A idolatria funda um novo mundo imaginário

Em outras palavras, a idolatria acontece quando, alguma coisa de natureza ordinária e imanente, ganha o caráter de divindade absoluta. Em outras palavras de outras palavras, absolutizar algo é ignorar sua natureza de criatura e dar a ele o caráter de criador. Mas por incrível que pareça, esse fenômeno não é exclusivo do trato religioso, pelo contrário, os deuses ocidentais com mais adeptos são imanentes e nasceram em outro campo da sociedade, que não no religioso. Parece que isso já está incrustado na humanidade —parafraseando João Calvino, o coração humano é mesmo uma fábrica de ídolos. No entanto, a consequência na imaginação do fiel criador de divindades ultrapassa sua dimensão religiosa da vida e funda todo um novo mundo imaginário. Um novo mundo onde, o critério para o que é verdadeiro e falso, justo e injusto, belo e feio, bom e ruim, são determinados por quem foi posto no altar. O mais curioso está por vir: apesar de não estar ciente, viver com um ídolo pode ser altamente confortável, pois este está alinhado com seu fiel a níveis muito profundos. Deve ser por esse motivo que terraplanistas não desconfiarão de sua certeza que o planeta é chato (igual eles), assim como bolsonaristas não tecerão críticas relevantes ao seu Messias (só citei o sobrenome viu?!) ou os anti-vacina nunca se livrarão da gripe. Afinal de contas, o ídolo cria um mundo onde seus devaneios são plausíveis. Além disso oferece benefícios para quem deseja arrumar suas malas fazer a migração: uma grande e afetiva comunidade de aceitação formada por semelhantes adoradores. Tipo o ashram do Osho, sabe?

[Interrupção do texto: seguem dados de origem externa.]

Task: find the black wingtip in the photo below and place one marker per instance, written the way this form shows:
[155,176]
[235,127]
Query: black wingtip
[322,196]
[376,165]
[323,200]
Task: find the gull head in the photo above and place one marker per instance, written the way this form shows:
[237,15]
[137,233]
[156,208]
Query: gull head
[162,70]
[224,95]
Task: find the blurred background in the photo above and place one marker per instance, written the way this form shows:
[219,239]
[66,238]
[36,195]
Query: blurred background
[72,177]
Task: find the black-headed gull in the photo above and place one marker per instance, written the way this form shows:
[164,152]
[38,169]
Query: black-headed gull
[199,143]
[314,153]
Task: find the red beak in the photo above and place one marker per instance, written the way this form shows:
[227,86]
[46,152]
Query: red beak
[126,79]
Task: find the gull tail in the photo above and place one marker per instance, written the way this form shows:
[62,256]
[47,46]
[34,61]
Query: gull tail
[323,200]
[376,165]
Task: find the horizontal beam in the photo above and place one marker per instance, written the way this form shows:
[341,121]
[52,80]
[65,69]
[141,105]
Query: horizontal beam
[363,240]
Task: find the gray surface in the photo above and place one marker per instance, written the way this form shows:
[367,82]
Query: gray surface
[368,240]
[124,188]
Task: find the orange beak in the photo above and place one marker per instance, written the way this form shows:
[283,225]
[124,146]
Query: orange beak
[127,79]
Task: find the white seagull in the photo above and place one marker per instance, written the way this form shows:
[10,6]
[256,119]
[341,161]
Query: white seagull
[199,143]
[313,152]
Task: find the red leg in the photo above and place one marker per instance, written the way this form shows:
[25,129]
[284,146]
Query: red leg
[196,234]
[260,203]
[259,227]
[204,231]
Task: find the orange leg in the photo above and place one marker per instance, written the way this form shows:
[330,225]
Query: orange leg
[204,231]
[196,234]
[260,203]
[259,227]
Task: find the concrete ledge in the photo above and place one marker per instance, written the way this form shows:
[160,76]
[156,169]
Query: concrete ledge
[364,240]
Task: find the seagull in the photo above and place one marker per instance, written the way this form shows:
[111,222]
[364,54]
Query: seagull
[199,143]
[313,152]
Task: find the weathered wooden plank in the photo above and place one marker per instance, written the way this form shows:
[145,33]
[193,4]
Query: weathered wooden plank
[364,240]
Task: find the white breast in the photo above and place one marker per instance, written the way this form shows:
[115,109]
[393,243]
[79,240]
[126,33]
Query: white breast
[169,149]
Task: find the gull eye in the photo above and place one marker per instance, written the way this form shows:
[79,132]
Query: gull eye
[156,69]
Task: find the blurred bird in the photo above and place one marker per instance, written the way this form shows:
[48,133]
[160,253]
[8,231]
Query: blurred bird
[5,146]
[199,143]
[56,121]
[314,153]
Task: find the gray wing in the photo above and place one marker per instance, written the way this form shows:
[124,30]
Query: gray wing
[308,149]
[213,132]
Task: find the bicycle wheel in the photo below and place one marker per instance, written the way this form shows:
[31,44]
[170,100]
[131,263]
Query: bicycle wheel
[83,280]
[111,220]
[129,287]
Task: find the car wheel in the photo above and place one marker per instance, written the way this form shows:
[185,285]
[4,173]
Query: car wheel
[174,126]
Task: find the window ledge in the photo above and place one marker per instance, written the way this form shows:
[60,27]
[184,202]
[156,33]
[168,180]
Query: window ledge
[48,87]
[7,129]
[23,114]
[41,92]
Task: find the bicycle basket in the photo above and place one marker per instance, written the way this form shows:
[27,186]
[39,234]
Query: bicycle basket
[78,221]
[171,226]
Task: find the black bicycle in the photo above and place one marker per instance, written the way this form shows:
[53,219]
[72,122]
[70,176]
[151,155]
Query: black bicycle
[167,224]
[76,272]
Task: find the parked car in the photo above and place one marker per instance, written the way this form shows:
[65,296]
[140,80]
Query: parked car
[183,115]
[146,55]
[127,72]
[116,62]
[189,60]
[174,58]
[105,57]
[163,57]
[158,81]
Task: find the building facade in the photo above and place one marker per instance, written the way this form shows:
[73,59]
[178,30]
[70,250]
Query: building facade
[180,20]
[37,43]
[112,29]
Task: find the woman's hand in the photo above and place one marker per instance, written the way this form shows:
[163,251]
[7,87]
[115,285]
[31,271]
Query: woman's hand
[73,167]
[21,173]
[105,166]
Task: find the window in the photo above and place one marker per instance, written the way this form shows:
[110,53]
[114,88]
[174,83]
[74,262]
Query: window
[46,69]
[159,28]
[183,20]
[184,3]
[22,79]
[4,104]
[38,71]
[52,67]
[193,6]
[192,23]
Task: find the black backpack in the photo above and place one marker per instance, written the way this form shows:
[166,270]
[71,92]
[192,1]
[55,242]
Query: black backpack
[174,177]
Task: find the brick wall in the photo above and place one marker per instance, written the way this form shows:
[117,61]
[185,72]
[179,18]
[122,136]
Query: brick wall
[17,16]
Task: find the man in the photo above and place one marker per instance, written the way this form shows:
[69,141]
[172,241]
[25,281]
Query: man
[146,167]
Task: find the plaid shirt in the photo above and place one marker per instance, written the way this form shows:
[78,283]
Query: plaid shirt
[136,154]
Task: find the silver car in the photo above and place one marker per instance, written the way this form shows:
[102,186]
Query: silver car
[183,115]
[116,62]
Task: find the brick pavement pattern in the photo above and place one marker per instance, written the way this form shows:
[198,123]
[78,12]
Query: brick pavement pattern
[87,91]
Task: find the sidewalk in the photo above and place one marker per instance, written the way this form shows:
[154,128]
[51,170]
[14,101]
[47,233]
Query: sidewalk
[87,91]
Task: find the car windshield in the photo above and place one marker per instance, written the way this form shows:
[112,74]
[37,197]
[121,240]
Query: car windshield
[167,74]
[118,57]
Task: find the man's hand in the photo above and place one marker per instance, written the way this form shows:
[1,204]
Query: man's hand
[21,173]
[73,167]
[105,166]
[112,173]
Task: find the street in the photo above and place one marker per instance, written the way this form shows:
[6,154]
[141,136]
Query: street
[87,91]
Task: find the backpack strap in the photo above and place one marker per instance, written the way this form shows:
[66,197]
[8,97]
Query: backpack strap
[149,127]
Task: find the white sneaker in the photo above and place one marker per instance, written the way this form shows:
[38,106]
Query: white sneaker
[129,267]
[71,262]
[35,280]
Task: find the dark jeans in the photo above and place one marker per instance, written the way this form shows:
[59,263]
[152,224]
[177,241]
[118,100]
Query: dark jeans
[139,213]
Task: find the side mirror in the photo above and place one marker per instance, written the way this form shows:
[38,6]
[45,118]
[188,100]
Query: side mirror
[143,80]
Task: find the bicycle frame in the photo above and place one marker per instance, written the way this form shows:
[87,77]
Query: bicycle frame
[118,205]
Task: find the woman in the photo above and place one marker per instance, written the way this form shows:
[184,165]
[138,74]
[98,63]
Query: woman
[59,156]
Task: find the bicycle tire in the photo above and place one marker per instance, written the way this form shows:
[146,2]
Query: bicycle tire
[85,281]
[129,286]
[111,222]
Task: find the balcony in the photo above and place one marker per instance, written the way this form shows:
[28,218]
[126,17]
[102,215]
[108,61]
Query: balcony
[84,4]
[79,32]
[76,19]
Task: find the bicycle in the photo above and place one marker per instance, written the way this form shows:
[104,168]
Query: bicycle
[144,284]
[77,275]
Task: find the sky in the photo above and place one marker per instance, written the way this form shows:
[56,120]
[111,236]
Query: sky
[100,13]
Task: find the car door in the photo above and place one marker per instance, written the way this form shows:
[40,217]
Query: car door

Em resumo, a busca de boas informações será comprometida logo de início, pois todos os campos da sociedade que, com credibilidade construíram seus métodos e formas de comunicação, agora foram consideras heréticas pelo deus popular (ou seria populista?). Por outro lado, ironicamente, nesses mundos imaginários os jornalistas não tem qualquer formação, não preenchem qualificações para serem plausíveis e não possuem veículo midiático institucional, ao invés disso escolheram as redes sociais como fonte de infalibilidade — com ênfase no "zap". Os bots, as correntes, os grupos e as fake news são belos exemplos diários da influência das redes sociais como fonte confiável elencada para obter informações. Não à toa o caso polêmico da contratação da Cambridge Analytica para as votações americanas e para o Brexit, que virou até documentário, fizeram todo o trabalho por meio do facebook e outras redes. Detalhe: não por perfis institucionais somente, mas na maioria, o controle de comportamento era feito com o uso de perfis pessoais fakes ou contratados, tamanha a força desse tipo de veiculação hoje em dia.

Tem muita gente no Brasil vivendo nesses novos mundos imaginários. O mundo onde vivemos, embora sob a lente de diversas interpretações diferentes por parte de diversos grupos — não a ponto de se tornarem distopias idólatras conspiracionistas — , ainda necessita de plausibilidade e qualificação das fontes de informações, que ainda são anunciadas pelo jornalismo mainstream, pela ciência, pelas grandes religiões e por outros campos creditáveis do conhecimento.

A confiança é necessária, mas deve ser qualificada.

Por fim, parece que para buscarmos água limpa para a sede de informações que correspondam mais ou menos com os eventos na realidade devemos aprender a confiar! Sei que a confiança não anda muito na moda, mas vale a pena insistir nela, desde que ela seja qualificada.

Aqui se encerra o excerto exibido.